So you're saying that these plants have their stomata open all the time, day and night? Both CAM and C3 mechanisms require for the stomata to be opened. If a plant pratices both as claimed, then it would have these pores opened 24/7. If so, then it seems really counter-productive (or extremely efficient). If you practice C3 metabolism, then why practice CAM as well? Evolutionary baggage?

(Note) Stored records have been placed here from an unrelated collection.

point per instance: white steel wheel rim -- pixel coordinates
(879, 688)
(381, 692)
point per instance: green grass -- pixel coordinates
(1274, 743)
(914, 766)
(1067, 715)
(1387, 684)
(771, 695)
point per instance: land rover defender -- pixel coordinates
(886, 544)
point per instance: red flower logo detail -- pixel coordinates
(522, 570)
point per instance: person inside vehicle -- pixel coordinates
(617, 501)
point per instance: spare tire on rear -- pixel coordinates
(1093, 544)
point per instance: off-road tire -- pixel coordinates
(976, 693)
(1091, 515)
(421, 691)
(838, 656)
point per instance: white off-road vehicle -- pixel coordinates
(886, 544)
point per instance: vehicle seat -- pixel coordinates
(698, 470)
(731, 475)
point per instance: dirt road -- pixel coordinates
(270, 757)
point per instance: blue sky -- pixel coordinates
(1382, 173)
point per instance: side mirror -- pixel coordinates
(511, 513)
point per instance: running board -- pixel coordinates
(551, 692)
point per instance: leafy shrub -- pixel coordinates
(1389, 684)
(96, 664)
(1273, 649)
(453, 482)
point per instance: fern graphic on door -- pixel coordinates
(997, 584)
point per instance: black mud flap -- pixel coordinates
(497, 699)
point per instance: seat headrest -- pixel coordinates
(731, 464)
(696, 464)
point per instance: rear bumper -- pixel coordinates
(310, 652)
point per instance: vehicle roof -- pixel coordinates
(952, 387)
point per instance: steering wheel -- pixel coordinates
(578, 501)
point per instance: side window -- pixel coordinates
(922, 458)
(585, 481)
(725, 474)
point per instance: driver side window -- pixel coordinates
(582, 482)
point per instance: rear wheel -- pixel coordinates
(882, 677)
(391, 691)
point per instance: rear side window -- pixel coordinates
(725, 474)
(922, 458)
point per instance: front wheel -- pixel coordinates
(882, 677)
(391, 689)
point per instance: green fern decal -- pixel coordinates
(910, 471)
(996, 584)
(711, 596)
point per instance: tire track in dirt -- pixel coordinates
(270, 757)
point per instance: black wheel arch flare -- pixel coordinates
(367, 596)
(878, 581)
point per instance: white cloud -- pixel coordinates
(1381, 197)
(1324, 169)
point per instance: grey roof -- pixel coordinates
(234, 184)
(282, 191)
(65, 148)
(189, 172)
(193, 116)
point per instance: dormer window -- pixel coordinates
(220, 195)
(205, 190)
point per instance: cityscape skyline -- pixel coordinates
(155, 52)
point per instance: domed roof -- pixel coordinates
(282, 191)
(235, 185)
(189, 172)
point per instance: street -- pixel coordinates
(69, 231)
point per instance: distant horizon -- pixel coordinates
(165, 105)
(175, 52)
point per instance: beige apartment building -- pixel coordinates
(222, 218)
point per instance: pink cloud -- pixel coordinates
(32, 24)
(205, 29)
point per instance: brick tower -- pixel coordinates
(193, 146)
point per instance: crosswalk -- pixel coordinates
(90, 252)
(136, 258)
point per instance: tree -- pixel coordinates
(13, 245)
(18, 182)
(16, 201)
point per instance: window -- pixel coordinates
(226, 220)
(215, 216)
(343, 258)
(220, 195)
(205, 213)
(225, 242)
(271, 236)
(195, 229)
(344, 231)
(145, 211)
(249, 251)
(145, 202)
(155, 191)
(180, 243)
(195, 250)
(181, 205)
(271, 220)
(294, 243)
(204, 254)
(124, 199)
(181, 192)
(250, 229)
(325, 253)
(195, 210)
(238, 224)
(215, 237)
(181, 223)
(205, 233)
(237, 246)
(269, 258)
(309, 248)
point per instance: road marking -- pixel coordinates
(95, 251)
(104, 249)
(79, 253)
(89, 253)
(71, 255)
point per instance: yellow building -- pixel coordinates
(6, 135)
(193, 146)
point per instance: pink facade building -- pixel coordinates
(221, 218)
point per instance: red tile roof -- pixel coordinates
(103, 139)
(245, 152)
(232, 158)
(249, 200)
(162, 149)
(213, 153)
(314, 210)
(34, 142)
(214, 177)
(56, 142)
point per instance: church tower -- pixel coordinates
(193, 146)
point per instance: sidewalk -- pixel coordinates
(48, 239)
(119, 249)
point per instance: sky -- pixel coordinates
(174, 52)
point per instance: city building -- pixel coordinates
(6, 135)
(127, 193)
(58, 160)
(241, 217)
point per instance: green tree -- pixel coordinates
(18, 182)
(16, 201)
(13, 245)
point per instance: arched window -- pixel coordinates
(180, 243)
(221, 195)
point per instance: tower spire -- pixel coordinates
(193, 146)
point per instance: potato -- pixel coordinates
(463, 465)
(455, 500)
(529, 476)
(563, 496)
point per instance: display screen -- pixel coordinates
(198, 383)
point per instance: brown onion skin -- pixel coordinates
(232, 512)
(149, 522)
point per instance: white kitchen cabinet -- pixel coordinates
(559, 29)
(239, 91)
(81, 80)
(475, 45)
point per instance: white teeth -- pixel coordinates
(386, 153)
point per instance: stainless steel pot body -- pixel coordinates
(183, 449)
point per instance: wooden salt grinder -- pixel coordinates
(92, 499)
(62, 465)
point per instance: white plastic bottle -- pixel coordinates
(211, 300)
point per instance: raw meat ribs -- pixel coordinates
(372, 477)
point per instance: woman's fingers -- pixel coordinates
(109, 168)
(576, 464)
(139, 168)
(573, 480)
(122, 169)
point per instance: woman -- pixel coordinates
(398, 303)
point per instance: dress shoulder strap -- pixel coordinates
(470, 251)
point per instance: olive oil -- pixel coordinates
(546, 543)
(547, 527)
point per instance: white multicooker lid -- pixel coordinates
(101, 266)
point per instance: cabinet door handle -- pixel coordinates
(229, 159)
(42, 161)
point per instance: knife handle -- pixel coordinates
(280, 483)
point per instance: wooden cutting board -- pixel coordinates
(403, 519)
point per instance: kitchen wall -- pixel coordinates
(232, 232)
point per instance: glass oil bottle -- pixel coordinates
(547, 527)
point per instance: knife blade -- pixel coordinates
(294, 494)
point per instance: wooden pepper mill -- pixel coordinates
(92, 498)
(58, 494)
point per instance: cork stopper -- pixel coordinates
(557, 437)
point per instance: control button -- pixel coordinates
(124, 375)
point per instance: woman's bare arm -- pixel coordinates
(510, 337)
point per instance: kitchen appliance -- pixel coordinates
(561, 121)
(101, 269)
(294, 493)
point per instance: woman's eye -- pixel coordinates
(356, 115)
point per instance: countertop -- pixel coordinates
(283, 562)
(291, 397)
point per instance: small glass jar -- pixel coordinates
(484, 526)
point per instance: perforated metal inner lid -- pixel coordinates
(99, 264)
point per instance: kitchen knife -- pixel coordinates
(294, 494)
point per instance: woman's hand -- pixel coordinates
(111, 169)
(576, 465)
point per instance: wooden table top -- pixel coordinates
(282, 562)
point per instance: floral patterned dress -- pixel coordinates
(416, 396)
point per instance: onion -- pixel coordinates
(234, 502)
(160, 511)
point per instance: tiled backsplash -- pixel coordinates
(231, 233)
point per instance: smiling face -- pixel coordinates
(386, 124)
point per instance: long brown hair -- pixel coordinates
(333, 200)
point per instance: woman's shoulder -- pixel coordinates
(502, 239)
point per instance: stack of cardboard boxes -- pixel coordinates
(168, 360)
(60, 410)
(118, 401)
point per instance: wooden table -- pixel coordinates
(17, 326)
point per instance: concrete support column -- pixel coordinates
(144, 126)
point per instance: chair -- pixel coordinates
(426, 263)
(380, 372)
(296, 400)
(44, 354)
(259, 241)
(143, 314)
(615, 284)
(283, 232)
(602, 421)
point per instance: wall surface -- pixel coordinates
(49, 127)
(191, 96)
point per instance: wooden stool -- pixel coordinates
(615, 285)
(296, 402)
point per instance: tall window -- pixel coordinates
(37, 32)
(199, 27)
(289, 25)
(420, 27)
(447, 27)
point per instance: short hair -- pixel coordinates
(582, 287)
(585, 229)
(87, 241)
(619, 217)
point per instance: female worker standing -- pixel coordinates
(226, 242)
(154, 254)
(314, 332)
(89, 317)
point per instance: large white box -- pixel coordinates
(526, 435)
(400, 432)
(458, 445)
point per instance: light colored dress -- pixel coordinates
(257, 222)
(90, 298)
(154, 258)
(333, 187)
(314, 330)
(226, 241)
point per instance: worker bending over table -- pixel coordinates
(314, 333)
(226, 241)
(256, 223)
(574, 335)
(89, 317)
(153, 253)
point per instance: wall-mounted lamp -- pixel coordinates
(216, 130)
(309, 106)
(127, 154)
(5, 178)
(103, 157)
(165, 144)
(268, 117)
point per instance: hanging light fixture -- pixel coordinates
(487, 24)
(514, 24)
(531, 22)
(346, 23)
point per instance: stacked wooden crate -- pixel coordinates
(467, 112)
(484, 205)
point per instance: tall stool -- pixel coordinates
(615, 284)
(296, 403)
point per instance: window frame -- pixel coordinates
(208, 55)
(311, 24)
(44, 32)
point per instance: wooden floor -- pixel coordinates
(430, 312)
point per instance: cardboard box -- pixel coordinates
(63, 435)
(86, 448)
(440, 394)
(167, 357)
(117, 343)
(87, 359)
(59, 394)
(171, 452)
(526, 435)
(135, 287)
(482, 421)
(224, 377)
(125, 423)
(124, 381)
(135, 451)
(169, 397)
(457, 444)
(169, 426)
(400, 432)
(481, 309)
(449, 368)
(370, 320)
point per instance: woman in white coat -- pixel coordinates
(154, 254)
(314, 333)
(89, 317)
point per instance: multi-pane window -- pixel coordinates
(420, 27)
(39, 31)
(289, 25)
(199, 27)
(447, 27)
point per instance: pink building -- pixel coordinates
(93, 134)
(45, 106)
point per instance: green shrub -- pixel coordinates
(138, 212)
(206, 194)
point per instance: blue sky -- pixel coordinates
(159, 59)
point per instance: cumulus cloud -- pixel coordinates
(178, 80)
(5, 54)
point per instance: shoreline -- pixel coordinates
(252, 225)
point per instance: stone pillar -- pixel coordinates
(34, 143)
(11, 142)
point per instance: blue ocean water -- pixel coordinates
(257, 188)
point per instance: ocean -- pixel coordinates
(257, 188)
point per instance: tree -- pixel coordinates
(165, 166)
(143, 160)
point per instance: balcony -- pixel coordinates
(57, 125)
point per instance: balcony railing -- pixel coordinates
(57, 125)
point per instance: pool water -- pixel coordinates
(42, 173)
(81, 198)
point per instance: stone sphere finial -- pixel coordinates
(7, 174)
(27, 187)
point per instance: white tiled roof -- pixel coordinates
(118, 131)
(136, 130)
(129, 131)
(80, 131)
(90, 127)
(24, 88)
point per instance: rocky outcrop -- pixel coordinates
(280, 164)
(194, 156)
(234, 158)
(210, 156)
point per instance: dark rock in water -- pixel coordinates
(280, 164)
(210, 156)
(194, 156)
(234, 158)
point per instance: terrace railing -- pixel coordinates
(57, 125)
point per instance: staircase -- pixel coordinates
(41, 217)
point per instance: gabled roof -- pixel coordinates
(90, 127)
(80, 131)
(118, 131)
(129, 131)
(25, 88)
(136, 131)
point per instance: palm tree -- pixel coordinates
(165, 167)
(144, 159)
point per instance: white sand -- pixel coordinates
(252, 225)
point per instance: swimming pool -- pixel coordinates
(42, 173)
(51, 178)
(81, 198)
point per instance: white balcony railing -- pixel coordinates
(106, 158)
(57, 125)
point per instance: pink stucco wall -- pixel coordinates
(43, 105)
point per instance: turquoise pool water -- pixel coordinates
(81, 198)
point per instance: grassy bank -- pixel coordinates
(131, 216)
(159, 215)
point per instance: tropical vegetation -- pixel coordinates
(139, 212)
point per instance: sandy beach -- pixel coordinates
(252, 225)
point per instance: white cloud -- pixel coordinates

I am under the impression that CAM plants have issues with opening their stomata during the day, so that is why they choose to have them opened at night. If so, then would it not make sense to have CO2 on through the night as well; instead of the often heard "turn off your CO2 at night"? Increasing aeration at night drives down CO2 content, making it even worse for these CAM plants who depend on night time to suck up CO2. After all, it is precisely high O2 and low CO2 that led to the evolutionary emergence of C4 and CAM metabolism.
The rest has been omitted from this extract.